Marchment spent 17 seasons in the NHL with nine teams, including 2003-04 in Toronto.
“We are deeply saddened to hear of the passing of Bryan Marchment,” the Leafs tweeted. “Our hearts go out to his entire family.”
His son, Mason, also a former Leaf, spent the last two seasons with the Florida Panthers. Marchment is also survived by his wife, Kim, and daughter, Logan.
He was a hard-nosed defenceman, named one of the meanest in the game by the Bleacher Report. Selected by the Jets with the 16th pick of the 1987 NHL draft, Marchment played 926 games, scoring 40 goals and adding 142 assists. He amassed 2,307 penalty minutes, including 106 in his one season in Toronto.
“Just tragic,” Jets GM Kevin Cheveldayoff said as he emerged from the league’s GM meetings.
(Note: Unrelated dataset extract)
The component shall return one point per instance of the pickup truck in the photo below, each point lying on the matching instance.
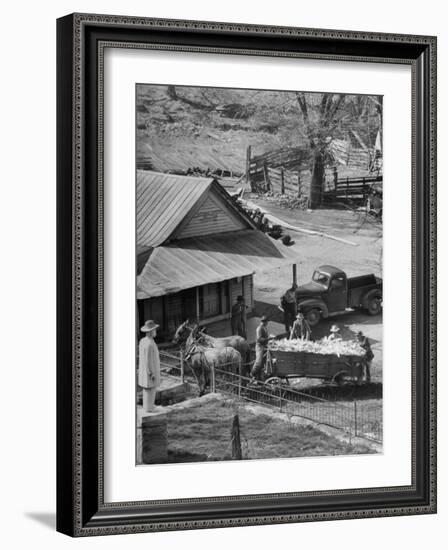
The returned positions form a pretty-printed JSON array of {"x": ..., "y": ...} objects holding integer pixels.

“Utter shock and obviously thinking about (his son) Mason and his family,” Canadiens GM Kent Hughes told NHL.com. “It’s terrible news. We just sat there for the first half-hour trying to digest it.”
Devils GM Tom Fitzgerald, who played with Marchment in Toronto during the 2003-04 season, said, “Brian was a really good friend and a great teammate of mine. It’s just devastating, as we all know.”
Marchment was the second former Leaf to die in the last two weeks. Jim Pappin, credited with the last Stanley Cup-winning goal for the Leafs, died last week. Pappin played five seasons for Toronto in the 1960s and was named one of the 100 greatest Leafs of all time.